A week after the massacre at the headquarters of a French publication known for insulting adherents of several faiths, Pope Francis told reporters that freedom of expression has its limits when it comes to insulting religion.
Or, he joked, his mom.
Calling freedom of expression a “fundamental” human right, the pope outlined why he believes there are limits to that right. If someone “says a curse word against my mother, he can expect a punch,” he joked, according to an Associated Press translation. “It’s normal. It’s normal. You cannot provoke. You cannot insult the faith of others. You cannot make fun of the faith of others.”
Despite joking about his mother, Francis also condemned violent retaliation. “One cannot offend, make war, kill in the name of one’s own religion — that is, in the name of God,” the pope said. “To kill in the name of God is an aberration.”

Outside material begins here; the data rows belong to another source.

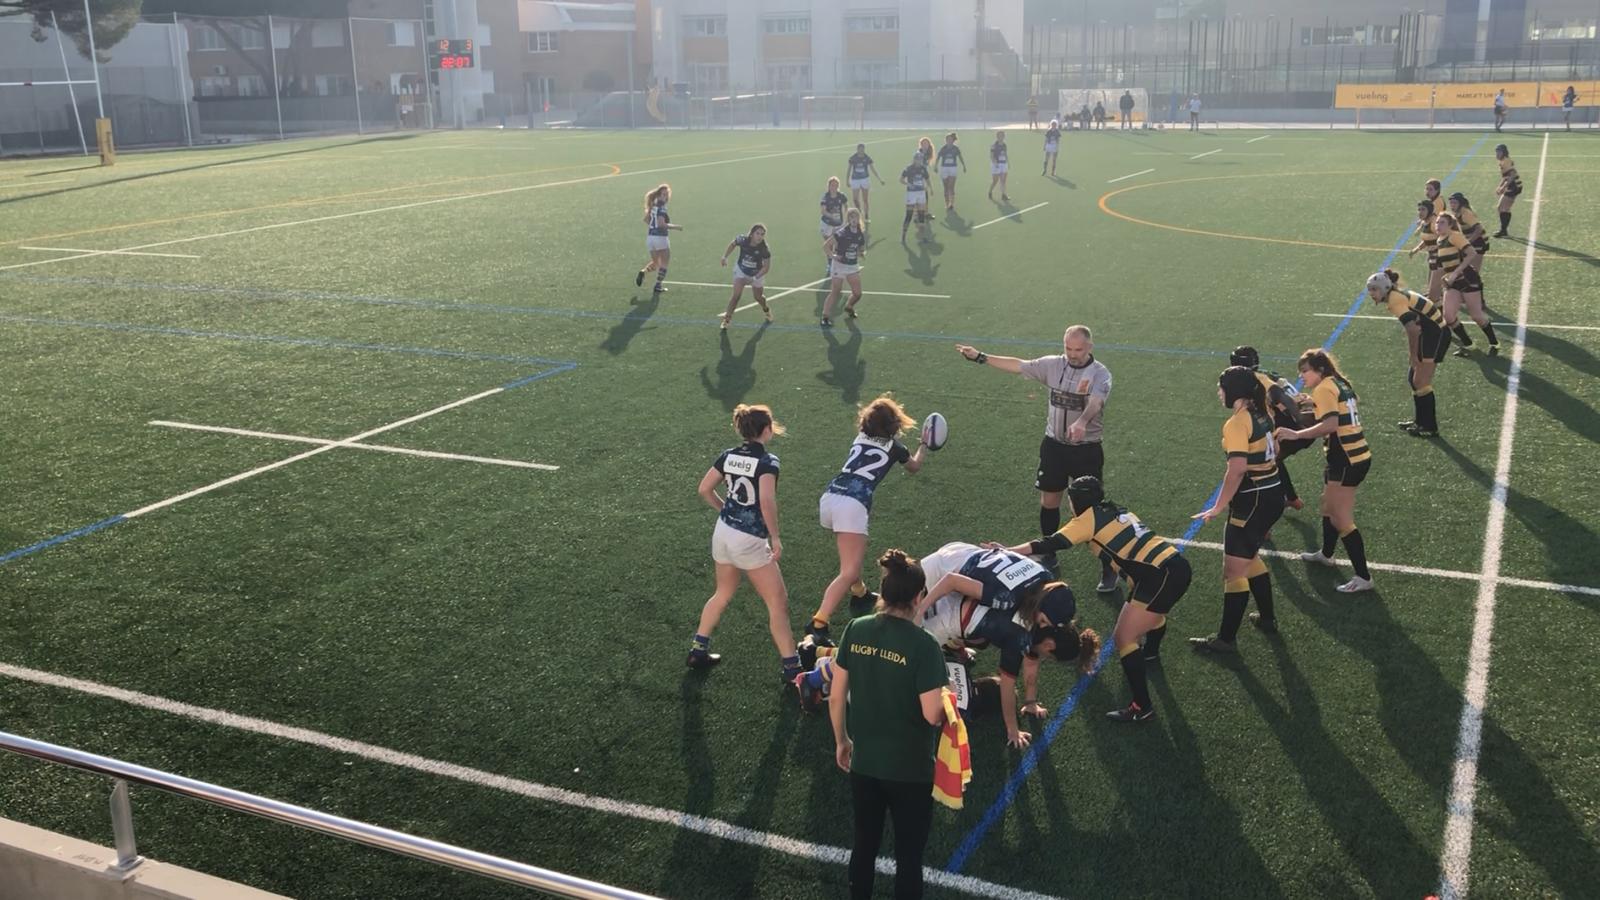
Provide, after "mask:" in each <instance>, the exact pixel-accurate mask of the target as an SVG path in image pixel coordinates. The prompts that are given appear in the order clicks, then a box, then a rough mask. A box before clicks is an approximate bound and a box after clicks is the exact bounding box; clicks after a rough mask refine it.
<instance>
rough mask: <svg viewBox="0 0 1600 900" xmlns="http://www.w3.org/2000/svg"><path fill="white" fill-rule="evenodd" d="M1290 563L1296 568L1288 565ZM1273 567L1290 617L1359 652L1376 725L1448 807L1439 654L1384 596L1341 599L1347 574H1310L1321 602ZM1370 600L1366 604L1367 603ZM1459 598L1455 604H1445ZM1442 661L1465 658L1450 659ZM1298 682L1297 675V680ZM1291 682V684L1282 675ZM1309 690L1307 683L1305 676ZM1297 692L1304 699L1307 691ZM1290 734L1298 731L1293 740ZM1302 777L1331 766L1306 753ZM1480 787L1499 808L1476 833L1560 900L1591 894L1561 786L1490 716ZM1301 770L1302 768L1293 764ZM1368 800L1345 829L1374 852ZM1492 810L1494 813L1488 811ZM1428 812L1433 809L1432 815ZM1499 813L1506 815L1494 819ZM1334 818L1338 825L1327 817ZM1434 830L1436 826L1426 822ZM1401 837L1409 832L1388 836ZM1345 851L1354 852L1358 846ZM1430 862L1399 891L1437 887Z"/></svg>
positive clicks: (1356, 651)
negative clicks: (1304, 695)
mask: <svg viewBox="0 0 1600 900" xmlns="http://www.w3.org/2000/svg"><path fill="white" fill-rule="evenodd" d="M1290 565H1293V564H1290ZM1274 569H1275V577H1274V585H1277V586H1280V597H1282V599H1288V601H1290V602H1291V604H1293V605H1294V609H1298V610H1299V612H1301V613H1304V615H1306V617H1307V618H1310V620H1312V621H1314V623H1315V625H1317V626H1318V628H1322V629H1323V631H1325V633H1326V634H1328V636H1330V637H1333V639H1334V641H1338V642H1339V644H1342V645H1346V647H1349V649H1352V650H1355V652H1357V653H1360V655H1362V657H1363V658H1365V660H1366V661H1368V663H1370V666H1371V669H1373V673H1374V674H1376V679H1374V681H1376V689H1378V701H1379V708H1378V719H1379V722H1381V724H1382V729H1384V735H1386V737H1387V738H1389V745H1390V748H1392V749H1394V751H1395V753H1397V754H1398V756H1400V757H1402V759H1405V762H1406V765H1408V767H1410V769H1411V772H1413V773H1414V775H1416V777H1418V778H1419V780H1421V781H1422V783H1424V785H1427V788H1429V791H1427V793H1429V796H1430V798H1432V799H1434V801H1435V802H1438V804H1440V806H1443V798H1445V796H1446V794H1448V791H1450V783H1451V778H1453V773H1454V764H1453V761H1454V757H1456V732H1458V725H1459V716H1461V690H1459V687H1458V685H1456V684H1453V682H1451V681H1450V679H1446V677H1445V674H1443V673H1442V671H1440V669H1438V666H1437V665H1434V655H1430V653H1429V650H1427V649H1424V647H1421V645H1418V644H1416V641H1413V639H1411V636H1410V634H1408V633H1406V631H1405V628H1403V626H1402V625H1400V623H1397V621H1395V620H1394V617H1392V615H1390V613H1389V605H1387V604H1386V602H1384V597H1382V594H1381V593H1373V594H1355V596H1349V597H1347V596H1342V594H1339V593H1338V591H1336V589H1334V586H1336V585H1338V583H1339V581H1341V580H1342V575H1341V573H1339V572H1336V570H1333V569H1323V567H1310V570H1309V572H1307V578H1309V581H1310V583H1312V585H1314V586H1315V589H1317V596H1315V597H1314V596H1309V594H1307V593H1306V591H1304V589H1302V588H1301V586H1299V581H1298V580H1294V578H1283V577H1278V575H1280V572H1282V570H1283V569H1288V565H1278V567H1274ZM1366 597H1370V602H1368V601H1366ZM1446 599H1453V597H1446ZM1461 615H1464V617H1467V618H1470V615H1472V610H1470V607H1462V613H1461ZM1274 653H1278V657H1280V658H1278V668H1280V669H1285V671H1288V668H1290V666H1288V665H1286V663H1288V653H1286V652H1285V650H1283V649H1280V647H1274ZM1446 655H1448V657H1450V658H1453V660H1456V658H1459V657H1456V655H1453V653H1451V652H1446ZM1294 674H1296V676H1298V671H1296V673H1294ZM1285 681H1288V677H1285ZM1299 681H1301V682H1304V679H1302V677H1299ZM1288 690H1291V692H1296V693H1299V692H1307V693H1309V687H1304V685H1301V687H1299V689H1296V687H1294V685H1293V684H1291V685H1288ZM1290 733H1291V735H1293V733H1294V730H1291V732H1290ZM1304 754H1306V765H1304V767H1302V769H1301V772H1302V773H1304V777H1306V778H1307V781H1309V780H1312V778H1314V777H1320V775H1322V773H1323V772H1325V770H1323V769H1318V767H1322V765H1326V761H1325V759H1322V757H1320V756H1317V754H1314V751H1312V749H1307V751H1304ZM1478 759H1480V762H1478V781H1480V783H1482V785H1486V786H1488V788H1490V791H1480V793H1478V796H1480V798H1483V796H1493V802H1494V806H1490V804H1486V802H1483V804H1478V826H1480V828H1485V826H1486V828H1493V830H1494V831H1496V834H1499V838H1501V839H1502V841H1506V842H1507V844H1514V846H1517V847H1518V849H1520V850H1522V854H1523V855H1525V857H1526V858H1528V860H1530V862H1533V863H1534V865H1538V866H1539V868H1542V870H1544V871H1546V874H1547V876H1549V878H1550V882H1552V884H1554V886H1555V887H1557V895H1560V897H1576V895H1581V894H1587V892H1589V890H1592V889H1594V887H1592V886H1594V882H1595V879H1597V878H1600V850H1597V849H1595V847H1594V846H1592V844H1590V842H1587V841H1586V838H1584V834H1586V831H1584V826H1582V825H1579V823H1578V822H1576V818H1574V817H1573V814H1571V810H1570V809H1568V807H1566V806H1565V804H1563V802H1562V799H1560V798H1558V796H1557V793H1555V788H1554V786H1552V785H1550V781H1549V778H1547V777H1546V775H1544V772H1542V770H1541V769H1539V764H1538V761H1534V759H1533V757H1530V756H1528V753H1526V751H1525V749H1523V748H1522V746H1520V745H1518V743H1517V740H1515V738H1512V737H1510V735H1507V733H1506V732H1504V729H1501V727H1499V725H1498V724H1496V722H1494V719H1493V717H1491V716H1485V719H1483V743H1482V749H1480V754H1478ZM1296 764H1298V765H1299V761H1298V762H1296ZM1334 788H1336V790H1338V791H1347V790H1349V785H1347V783H1346V781H1344V780H1336V785H1334ZM1374 809H1378V807H1376V806H1373V804H1370V802H1363V804H1354V806H1352V807H1350V810H1349V814H1347V815H1349V818H1347V820H1341V822H1358V823H1362V828H1360V830H1358V831H1357V833H1355V834H1352V844H1354V847H1357V849H1358V847H1365V846H1370V844H1373V841H1374V836H1373V831H1371V830H1373V822H1374V820H1373V818H1371V817H1373V810H1374ZM1488 810H1494V812H1488ZM1429 812H1430V814H1432V810H1429ZM1496 812H1499V814H1502V815H1499V817H1496V815H1494V814H1496ZM1330 818H1334V817H1330ZM1430 822H1432V818H1430ZM1400 833H1405V830H1403V826H1402V828H1400V830H1397V833H1395V834H1390V836H1389V839H1390V841H1392V839H1397V834H1400ZM1346 849H1347V852H1352V854H1355V852H1357V850H1355V849H1352V847H1346ZM1422 855H1424V857H1426V858H1421V860H1418V862H1416V865H1418V866H1419V870H1418V876H1416V878H1418V884H1414V886H1403V887H1405V890H1403V892H1413V890H1414V892H1416V894H1422V892H1426V890H1421V889H1427V887H1432V886H1434V879H1435V878H1437V874H1438V873H1437V860H1435V858H1434V854H1432V849H1430V847H1429V849H1424V854H1422ZM1373 868H1374V871H1376V873H1378V874H1379V876H1381V878H1379V879H1378V881H1371V884H1373V886H1390V887H1394V873H1395V870H1397V866H1394V865H1392V863H1387V862H1384V860H1374V862H1373Z"/></svg>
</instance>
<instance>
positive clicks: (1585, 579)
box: [1437, 373, 1600, 612]
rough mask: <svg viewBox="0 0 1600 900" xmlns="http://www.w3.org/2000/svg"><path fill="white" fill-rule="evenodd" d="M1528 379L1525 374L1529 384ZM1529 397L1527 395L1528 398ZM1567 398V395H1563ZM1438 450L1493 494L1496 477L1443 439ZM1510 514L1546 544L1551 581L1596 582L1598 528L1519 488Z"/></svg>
mask: <svg viewBox="0 0 1600 900" xmlns="http://www.w3.org/2000/svg"><path fill="white" fill-rule="evenodd" d="M1526 380H1528V375H1526V373H1523V383H1525V384H1526ZM1525 396H1526V394H1525ZM1562 396H1563V397H1565V394H1562ZM1437 444H1438V448H1440V450H1442V452H1443V453H1445V456H1446V458H1450V461H1453V463H1454V464H1456V466H1458V468H1461V471H1462V474H1466V476H1467V477H1469V479H1472V480H1474V482H1477V484H1478V485H1480V487H1482V488H1483V492H1485V493H1488V492H1490V490H1493V485H1494V476H1493V474H1491V472H1486V471H1483V469H1482V468H1480V466H1478V464H1477V463H1475V461H1474V460H1470V458H1467V456H1466V455H1464V453H1461V452H1459V450H1456V448H1454V445H1451V444H1450V442H1448V440H1445V439H1443V437H1440V439H1438V440H1437ZM1506 511H1507V512H1510V514H1512V516H1514V517H1515V519H1517V520H1518V522H1522V524H1523V527H1526V528H1528V532H1531V533H1533V536H1534V540H1538V541H1539V543H1541V544H1544V551H1546V560H1547V564H1549V570H1547V572H1549V578H1550V580H1552V581H1557V583H1562V585H1586V583H1592V581H1594V549H1592V548H1595V546H1600V535H1595V532H1594V528H1590V527H1589V525H1586V524H1582V522H1579V520H1578V519H1573V517H1571V516H1568V514H1566V512H1563V511H1560V509H1557V508H1554V506H1550V504H1549V503H1544V501H1542V500H1538V498H1534V496H1528V495H1526V493H1523V492H1520V490H1517V487H1515V485H1507V488H1506ZM1566 596H1568V597H1570V599H1571V601H1574V602H1578V604H1582V605H1586V607H1589V609H1590V610H1595V612H1600V599H1597V597H1594V596H1589V594H1566Z"/></svg>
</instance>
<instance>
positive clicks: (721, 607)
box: [686, 404, 800, 684]
mask: <svg viewBox="0 0 1600 900" xmlns="http://www.w3.org/2000/svg"><path fill="white" fill-rule="evenodd" d="M733 428H734V431H738V432H739V437H741V439H742V440H744V444H739V445H738V447H730V448H726V450H723V452H722V453H720V455H718V456H717V461H715V463H712V466H710V469H706V477H702V479H701V484H699V495H701V500H704V501H706V503H707V504H710V508H712V509H717V511H718V516H717V528H715V530H714V532H712V536H710V557H712V559H714V560H715V562H717V591H715V593H714V594H712V596H710V599H709V601H706V609H704V610H701V620H699V628H696V629H694V637H693V641H691V642H690V655H688V660H686V665H688V668H691V669H709V668H712V666H715V665H717V663H720V661H722V655H720V653H712V652H710V633H712V631H714V629H715V628H717V621H718V620H720V618H722V613H723V610H726V609H728V602H730V601H733V594H734V591H738V589H739V580H741V578H739V577H741V575H744V577H747V578H749V580H750V585H754V586H755V593H757V594H760V596H762V601H765V602H766V626H768V629H770V631H771V634H773V644H774V645H776V647H778V655H779V657H781V658H782V666H784V673H782V682H784V684H790V682H794V679H795V676H797V674H800V657H798V655H795V639H794V633H792V631H790V628H789V589H787V588H786V586H784V573H782V570H779V569H778V559H779V557H781V556H782V552H784V544H782V541H779V540H778V456H774V455H771V453H768V452H766V445H768V444H770V442H771V440H773V437H776V436H779V434H782V432H784V426H782V424H779V423H778V421H776V420H774V418H773V410H770V408H766V407H749V405H744V404H739V405H738V407H734V410H733ZM717 482H722V484H723V485H725V487H726V492H725V493H726V496H718V495H717Z"/></svg>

Francis was speaking in Italian aboard the papal plane, on the way from Sri Lanka to the Philippines. According to the National Catholic Reporter, the pope was responding to a question about freedom of speech and religion in general. But acknowledging that the reporter asking the question was French, Pope Francis indicated that his response applied specifically to the attacks. “Let’s go to Paris, let’s speak clearly,” he said, according to NCR.
“The Pope’s expression is in no way intended to be interpreted as a justification for the violence and terror that took place in Paris last week,” the Vatican press office said in a later statement, addressing Francis’s remarks. The statement adds, “the Pope’s free style of speech, especially in situations like the press conference must be taken a face value and not distorted or manipulated.”
“The Pope has spoken out clearly against the terror and violence that occurred in Paris and in other parts of the world,” the statement continues, “Violence begets violence. Pope Francis has not advocated violence with his words on the flight.”
Days ago, Francis denounced the Charlie Hebdo attacks and the “deviant forms of religion” he said were behind them. “Religious fundamentalism, even before it eliminates human beings by perpetrating horrendous killings, eliminates God himself, turning him into a mere ideological pretext,” he said, according to the AP.
Following the massacre in Paris, Bill Donohue, president of the U.S.-based Catholic League, criticized Charlie Hebdo’s history of offending the world’s religiously devout and said of the publication’s slain editor, Stephane Charbonnier: “Had he not been so narcissistic, he may still be alive.” The Catholic League is a conservative, independent Catholic group headquartered in New York.
The latest issue of Charlie Hebdo was released on Wednesday. In addition to the caricature of Muhammed on its cover, the issue also features Pope Francis.